June 05, 2007 – Comments (0)

OK, not really.

The news today is that the FTC is filing a lawsuit opposing the merger of Whole Foods and Wild Oats:

WFMI's shares are down 3%. I find the FTC's decision to be bizarre.

As I said previously, this is a small grocer acquiring a tiny one. Their market share in the grocery industry would be around 1%. I believe M*'s video report said that if you considered the organic grocery market, their combined market share would actually be only 20%. Instead of Wal-Mart going out of business from Whole Foods, it is Whole Foods that is under some competitive pressure as Wal-Mart and other large grocers increase their selections of organic products. I think WFMI can overcome the challenges; it is turning into a "third place" between home and work, like Starbucks, and it is still very profitable.

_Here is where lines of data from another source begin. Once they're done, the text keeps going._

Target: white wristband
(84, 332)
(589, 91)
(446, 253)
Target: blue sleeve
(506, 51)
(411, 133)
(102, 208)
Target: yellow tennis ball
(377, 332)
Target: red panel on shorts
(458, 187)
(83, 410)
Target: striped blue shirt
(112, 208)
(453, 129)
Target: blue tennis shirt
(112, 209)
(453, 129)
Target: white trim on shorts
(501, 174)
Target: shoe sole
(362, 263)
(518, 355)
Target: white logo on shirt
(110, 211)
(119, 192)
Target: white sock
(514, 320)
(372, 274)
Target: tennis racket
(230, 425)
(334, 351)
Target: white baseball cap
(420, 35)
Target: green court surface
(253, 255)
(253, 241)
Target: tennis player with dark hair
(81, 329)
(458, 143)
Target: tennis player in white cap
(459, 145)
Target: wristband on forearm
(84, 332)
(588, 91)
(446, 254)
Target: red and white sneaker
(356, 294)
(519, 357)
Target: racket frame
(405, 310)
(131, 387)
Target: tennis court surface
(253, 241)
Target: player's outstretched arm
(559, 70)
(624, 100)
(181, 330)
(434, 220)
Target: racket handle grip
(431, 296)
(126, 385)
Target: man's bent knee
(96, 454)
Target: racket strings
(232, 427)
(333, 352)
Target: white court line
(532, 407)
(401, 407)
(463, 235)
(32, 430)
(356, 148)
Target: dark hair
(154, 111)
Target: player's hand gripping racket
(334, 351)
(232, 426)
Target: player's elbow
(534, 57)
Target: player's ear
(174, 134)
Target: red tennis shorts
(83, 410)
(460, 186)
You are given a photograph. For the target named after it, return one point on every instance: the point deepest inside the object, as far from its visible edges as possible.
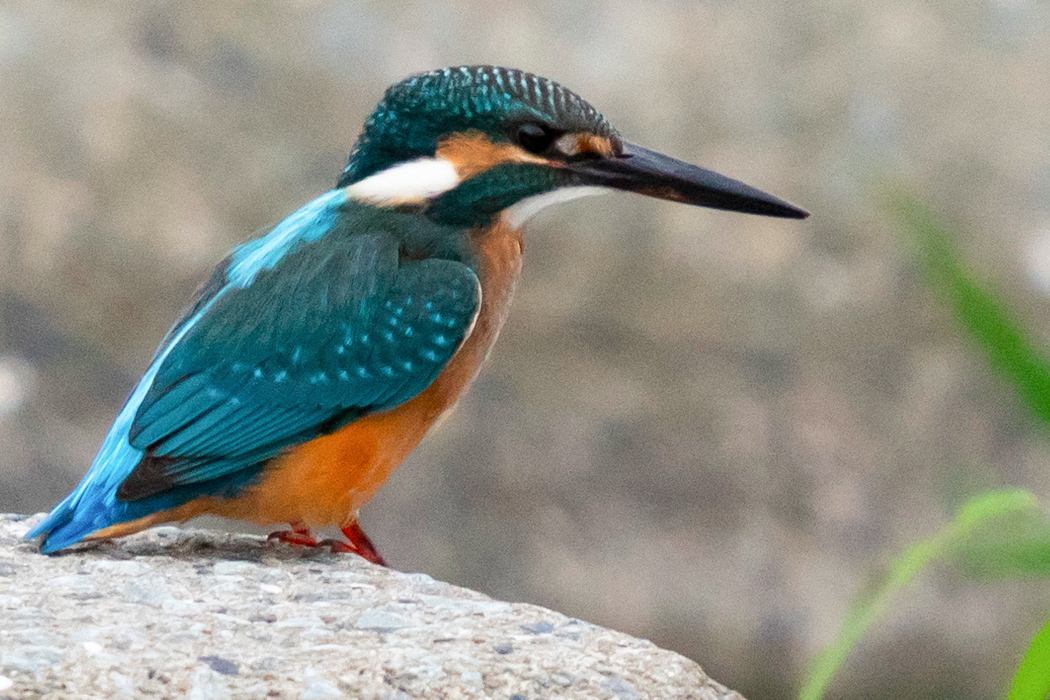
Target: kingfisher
(318, 355)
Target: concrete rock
(177, 613)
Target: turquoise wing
(336, 330)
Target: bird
(317, 356)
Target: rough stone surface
(176, 613)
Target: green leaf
(978, 309)
(1032, 679)
(866, 610)
(1017, 546)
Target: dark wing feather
(336, 330)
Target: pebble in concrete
(176, 613)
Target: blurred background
(701, 428)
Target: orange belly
(326, 481)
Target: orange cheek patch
(473, 152)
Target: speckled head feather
(417, 112)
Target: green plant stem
(1032, 679)
(900, 572)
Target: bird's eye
(534, 138)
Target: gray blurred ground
(700, 428)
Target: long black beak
(641, 170)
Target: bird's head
(465, 144)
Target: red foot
(299, 534)
(359, 544)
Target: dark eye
(534, 138)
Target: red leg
(299, 534)
(359, 544)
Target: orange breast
(326, 481)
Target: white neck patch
(411, 183)
(415, 182)
(524, 210)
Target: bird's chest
(350, 465)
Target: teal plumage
(338, 312)
(318, 355)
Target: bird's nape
(637, 169)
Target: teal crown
(418, 112)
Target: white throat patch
(524, 210)
(415, 182)
(411, 183)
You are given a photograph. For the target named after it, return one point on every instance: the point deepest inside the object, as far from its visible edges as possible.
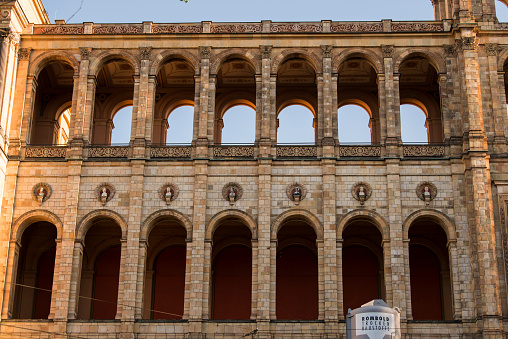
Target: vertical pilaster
(479, 196)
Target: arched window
(165, 274)
(100, 271)
(296, 101)
(419, 87)
(231, 293)
(174, 103)
(113, 95)
(362, 264)
(413, 124)
(180, 125)
(236, 88)
(297, 272)
(51, 108)
(296, 126)
(239, 125)
(358, 100)
(121, 127)
(502, 11)
(431, 296)
(354, 125)
(34, 276)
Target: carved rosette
(232, 192)
(104, 193)
(426, 191)
(168, 193)
(361, 191)
(41, 192)
(296, 192)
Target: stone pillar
(198, 291)
(479, 194)
(265, 268)
(391, 103)
(329, 274)
(498, 99)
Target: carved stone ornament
(361, 191)
(327, 51)
(491, 49)
(387, 51)
(104, 193)
(232, 192)
(266, 51)
(24, 53)
(296, 192)
(41, 192)
(145, 52)
(205, 52)
(85, 52)
(426, 191)
(168, 193)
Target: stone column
(329, 274)
(265, 268)
(498, 99)
(479, 194)
(391, 104)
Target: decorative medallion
(104, 193)
(41, 192)
(232, 192)
(296, 192)
(168, 193)
(361, 191)
(426, 191)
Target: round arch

 I don't think that a failed acquisition of OATS would be fatal to Whole Foods - it could be a bigger problem for OATS, which is less profitable. Both parties intend to challenge the lawsuit. I'm not a lawyer, so I have no idea how this will pan out. I wish them well, and hope the merger is allowed to proceed. However, I have no idea what the FTC is thinking. They are wasting time and money for themselves, and shareholders of WFMI and OATS. Preventing the merger will not protect the interest of the public. Surely they have better things to do?